I am reading about Support Vector Machines and there are some steps that I don't understand regarding convex optimization. I won't get into the specific constraints of SVM's. Our minimization problem is the following:
$$ \text{minimize} \quad f(x) \\ \text{s.t.} \quad g(x) \leq 0$$
The function $f(x)$ is convex and the constraint $g(x)$ is also convex. So we deal with a convex optimization problem. Note that $x \in \mathbb{R}^n$.
This is how I would solve the problem:
- Define the Lagrangian:
$$L = f(x) + \lambda g(x)$$
- Set the derivative with respect to $x$ to 0: $$\nabla L =0$$
- Subject to the constraints: $$\lambda \geq 0 \\ \lambda g(x) = 0 \\ g(x) \leq 0 $$
Problem 1 Since $f(x)$ is convex this means that is also convex on any subset of its domain. This subset is defined by $g(x)$ in our problem. Does this mean that there is a unique solution? In other words, if find a point $x^*$ that satisfies the conditions (2, 3) I am done?
My reasoning is the following: since $f(x)$ is convex in the region defined by the constraint then there is only a unique minimum (assuming that our $f(x)$ is strictly convex). Therefore, there would be only 1 point that would satisfy these constraints, and it would be located either on the boundary $g(x) = 0$ or inside the boundary $g(x) \leq 0$.
Problem 2 One can show that our original problem is equivalent to the following minmax (Primal) problem which is related to a maxmin problem (Dual): $$\underbrace{\underset{x}{\min} \underset{\lambda}{\max}}_{\text{Primal}} L \leq \underbrace{\underset{\lambda}{\max} \underset{x}{\min}}_\text{Dual} L$$
Although I can follow the mathematics of the derivation I can't understand why we want to study the Dual. Is there any computational advantage for example?
Problem 3 The first step when solving the Dual problem is to minimize the Lagrangian. We do this by setting the gradient with respect to $x$ to 0. I can't understand why this is sufficient. Is it because the Lagrangian is also convex since it is a sum of convex functions ($f(x)$ and $g(x)$ are both convex), so the only points that would satisfy this conditions are the minimums?
$f(x)$ will be convex on a subset of the domain if the subset is convex. The solution does not need to be unique though. The minima of $f(x) = |x-1| + |x+1|$ is the entire interval $[-1,1]$.

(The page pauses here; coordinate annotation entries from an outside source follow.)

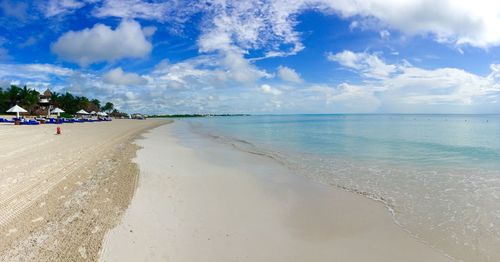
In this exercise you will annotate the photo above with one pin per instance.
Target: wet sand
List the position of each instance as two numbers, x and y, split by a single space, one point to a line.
59 194
202 201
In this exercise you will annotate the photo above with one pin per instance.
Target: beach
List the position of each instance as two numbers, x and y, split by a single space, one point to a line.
198 200
59 194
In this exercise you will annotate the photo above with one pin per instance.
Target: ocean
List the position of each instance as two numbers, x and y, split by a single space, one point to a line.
439 175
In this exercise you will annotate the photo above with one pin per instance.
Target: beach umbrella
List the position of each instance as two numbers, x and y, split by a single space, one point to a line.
17 109
82 112
58 111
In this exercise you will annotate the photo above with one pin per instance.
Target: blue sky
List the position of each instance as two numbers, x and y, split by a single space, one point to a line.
229 56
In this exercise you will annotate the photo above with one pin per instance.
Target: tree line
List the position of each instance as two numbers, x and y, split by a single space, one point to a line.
28 99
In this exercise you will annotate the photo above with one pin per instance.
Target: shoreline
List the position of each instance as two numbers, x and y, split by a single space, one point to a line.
64 192
200 203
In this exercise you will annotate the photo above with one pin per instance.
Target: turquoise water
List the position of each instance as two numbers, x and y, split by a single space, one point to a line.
438 174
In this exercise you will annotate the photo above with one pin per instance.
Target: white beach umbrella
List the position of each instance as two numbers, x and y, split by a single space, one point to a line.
17 109
58 111
82 112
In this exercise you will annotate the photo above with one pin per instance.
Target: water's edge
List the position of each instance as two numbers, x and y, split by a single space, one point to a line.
248 147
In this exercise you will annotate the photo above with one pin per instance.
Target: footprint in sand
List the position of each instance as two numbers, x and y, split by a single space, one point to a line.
11 231
37 220
96 229
83 252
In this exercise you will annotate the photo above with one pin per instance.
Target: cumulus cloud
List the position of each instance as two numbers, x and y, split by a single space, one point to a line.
118 77
60 7
457 22
270 90
14 9
404 84
102 43
289 75
370 65
33 71
162 11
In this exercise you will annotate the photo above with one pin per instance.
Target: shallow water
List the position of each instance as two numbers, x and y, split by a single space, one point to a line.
438 174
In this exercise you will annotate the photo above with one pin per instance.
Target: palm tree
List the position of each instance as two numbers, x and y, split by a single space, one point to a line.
108 107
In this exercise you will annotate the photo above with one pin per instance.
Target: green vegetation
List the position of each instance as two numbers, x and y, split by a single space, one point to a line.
193 115
29 99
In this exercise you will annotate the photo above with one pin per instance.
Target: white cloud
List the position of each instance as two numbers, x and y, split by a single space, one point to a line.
369 64
102 43
14 9
270 90
457 22
407 85
60 7
33 71
118 77
289 75
160 11
384 34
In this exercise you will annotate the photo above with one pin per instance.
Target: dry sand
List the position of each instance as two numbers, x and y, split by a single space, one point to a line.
201 201
59 194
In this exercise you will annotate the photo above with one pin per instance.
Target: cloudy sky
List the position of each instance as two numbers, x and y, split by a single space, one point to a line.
258 56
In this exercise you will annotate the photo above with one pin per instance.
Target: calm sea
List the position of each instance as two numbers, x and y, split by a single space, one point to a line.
439 175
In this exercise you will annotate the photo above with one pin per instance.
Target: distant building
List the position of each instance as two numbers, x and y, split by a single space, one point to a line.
45 97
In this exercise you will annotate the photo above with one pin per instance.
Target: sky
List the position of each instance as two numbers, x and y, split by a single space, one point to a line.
258 56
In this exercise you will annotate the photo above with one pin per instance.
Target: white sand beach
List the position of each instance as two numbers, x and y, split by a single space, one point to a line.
59 194
201 201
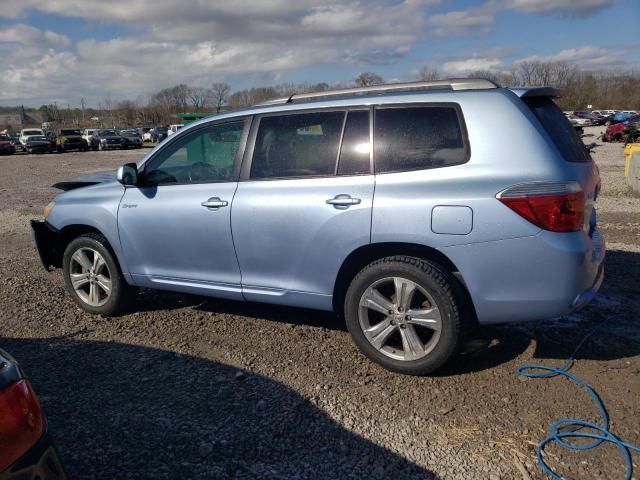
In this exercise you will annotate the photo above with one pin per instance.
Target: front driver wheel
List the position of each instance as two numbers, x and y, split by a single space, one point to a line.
403 314
93 278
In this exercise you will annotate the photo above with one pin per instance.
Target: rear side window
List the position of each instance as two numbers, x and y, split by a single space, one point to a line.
416 138
298 145
562 133
356 146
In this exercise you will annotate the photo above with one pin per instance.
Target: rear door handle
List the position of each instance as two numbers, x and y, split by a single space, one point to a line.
215 202
343 200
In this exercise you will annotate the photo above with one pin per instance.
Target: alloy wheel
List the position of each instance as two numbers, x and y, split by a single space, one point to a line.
399 318
90 277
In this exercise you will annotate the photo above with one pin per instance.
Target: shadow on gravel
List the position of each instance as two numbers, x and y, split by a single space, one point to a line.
619 338
126 411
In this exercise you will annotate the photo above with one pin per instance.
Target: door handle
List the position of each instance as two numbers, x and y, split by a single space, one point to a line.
215 202
343 200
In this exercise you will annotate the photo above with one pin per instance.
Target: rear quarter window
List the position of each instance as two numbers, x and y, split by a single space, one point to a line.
559 128
419 137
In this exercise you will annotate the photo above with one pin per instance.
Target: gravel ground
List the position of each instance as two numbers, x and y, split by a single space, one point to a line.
188 387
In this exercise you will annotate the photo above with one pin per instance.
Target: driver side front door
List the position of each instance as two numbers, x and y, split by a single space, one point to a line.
175 227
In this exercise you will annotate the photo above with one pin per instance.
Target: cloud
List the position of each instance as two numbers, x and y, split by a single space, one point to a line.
468 65
565 7
463 21
585 57
208 40
29 36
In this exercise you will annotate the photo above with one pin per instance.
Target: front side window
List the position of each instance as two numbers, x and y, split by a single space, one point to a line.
415 138
297 145
205 155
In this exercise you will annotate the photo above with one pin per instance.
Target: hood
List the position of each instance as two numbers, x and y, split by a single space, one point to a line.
86 180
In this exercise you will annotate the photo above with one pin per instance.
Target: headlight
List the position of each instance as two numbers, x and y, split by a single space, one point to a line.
48 209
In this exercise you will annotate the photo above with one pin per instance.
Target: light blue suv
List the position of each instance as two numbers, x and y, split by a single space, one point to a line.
414 210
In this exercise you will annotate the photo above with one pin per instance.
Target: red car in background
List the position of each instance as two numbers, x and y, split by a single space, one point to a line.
26 449
616 131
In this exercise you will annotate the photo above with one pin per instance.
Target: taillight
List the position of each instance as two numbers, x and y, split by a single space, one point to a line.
553 206
21 422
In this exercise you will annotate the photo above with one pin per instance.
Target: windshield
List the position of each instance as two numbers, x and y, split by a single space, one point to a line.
564 136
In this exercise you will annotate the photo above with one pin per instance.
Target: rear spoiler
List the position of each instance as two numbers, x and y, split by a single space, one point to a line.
527 92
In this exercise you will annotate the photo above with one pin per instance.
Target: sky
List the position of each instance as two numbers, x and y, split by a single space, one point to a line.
64 50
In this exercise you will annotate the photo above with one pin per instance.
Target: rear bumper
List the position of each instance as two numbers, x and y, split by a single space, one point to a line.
41 462
531 278
46 238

There are a bunch of reasons to study the dual but I'll just give a couple. One is that it often has very satisfying interpretations. The lagrange multipliers can end up being interpreted as shadow prices (economics), contact forces (classical mechanics), implied probabilities (economics/finance).
Another reason to care about the dual is that it's very useful in numerical algorithms. The solution to the dual problem is a lower bound on the primal problem. Many algorithms actually work by solving the primal and dual problem together (augmented Lagrangian, alternating direction method of multipliers).
This is part of the Karush-Kuhn-Tucker conditions (KKT). When we create the Lagrangian $L(x,\lambda)=f(x)+\lambda g(x)$, for any feasible $x_{feas}$, it's guaranteed that $L(x_{feas},\lambda)\le f(x_{feas})$. But we'd like to find a lower bound that doesn't depend on $x$ at all. So, for each $\lambda$, we find the value of $x$ that minimises the Lagrangian. This gives us a new function $g(\lambda)$ which satisfies $g(\lambda) \le L(x,\lambda) \le f(x)$.
The partial minimisation over $x$ is why we set the gradient to 0. Just pretend $\lambda = 42$. How would you minimise $L(x, 42)$? Now do this for every value of $\lambda$.